If all the mounting parts are newer though, then one of the mounts, or the body itself could be damaged slightly. In that case shims are in order. Even Ford used body shims when building these.

Paul
 
OP
OP
T

tody

Full Member
Joined
Mar 22, 2017
Messages
207
If you're still running the original rubber body insulators at each mount, it's very likely that one or more of them are sagging/squishing under the weight of the body after all these years.
They are originally all 8 of them 3/4 of an inch tall, so if any of them are less than that you can add shims. Or just add new insulators and start fresh. If any of them are sagging now, likely as not they will continue to loose height over the next few years. This makes it a better idea to replace than just shim.

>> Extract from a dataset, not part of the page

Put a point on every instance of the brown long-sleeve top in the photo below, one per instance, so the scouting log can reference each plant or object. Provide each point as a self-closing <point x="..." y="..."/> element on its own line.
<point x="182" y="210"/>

If all the mounting parts are newer though, then one of the mounts, or the body itself could be damaged slightly. In that case shims are in order. Even Ford used body shims when building these.

Paul

Hey Paul, I'm already sporting the WH 1" body lift mounts!
When installing them, I took Johnny Cash's advice and replaced them one piece at a time... So I'm fairly confident I didn't mix up the existing shims. And the door gaps are ok-ish.
I'll start by loosening the rear bolt on the driver side, and jack the body up to see what is needed there!